The hospitality industry continues to face an increasing number of collective action lawsuits filed by tipped employees who claim that their employers failed to comply with minimum wage requirements for servers and related occupations. Last month, the Seventh Circuit Court of Appeals rejected a minimum wage claim filed by servers who alleged that they should be paid the full minimum wage for time spent on activities other than waiting on customers.

Schaefer v. Walker Bros. Enters., Inc. involved a claim by servers who alleged that they spent time during the workweek on tasks such as basic food and beverage preparation as well as light cleaning duties. They alleged that the special federal sub-minimum wage and tip credit for servers does not apply to this non-tipped work, and therefore the employer should pay the full applicable minimum wage for the portion of their work spent on these other tasks.

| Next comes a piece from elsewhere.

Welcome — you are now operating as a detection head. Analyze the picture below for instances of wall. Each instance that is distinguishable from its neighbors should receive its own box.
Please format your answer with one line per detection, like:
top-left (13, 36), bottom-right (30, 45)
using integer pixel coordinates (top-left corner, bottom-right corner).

The Seventh Circuit affirmed dismissal of the claim on summary judgment. First, the court refused to distinguish between direct customer service and related tasks such as making coffee or chopping fruit. Department of Labor rules state that such ancillary work activities fall within the tip credit wage rate. The cleaning activities were a closer legal question, but the Seventh Circuit concluded that negligible time spent on these duties does not require establishment of a separate minimum wage rate. The court defined negligible as 20 percent or less of the employee’s working time.

This decision avoids a situation where hospitality industry employers would have to devise a dual wage system for tipped employees, and somehow figure out how to separately record time spent on different tasks at the different minimum wage rates. Employers have been regularly losing FLSA tip credit cases where employees did not receive the required customer gratuities. This decision at least does not add to such employers’ legal burdens.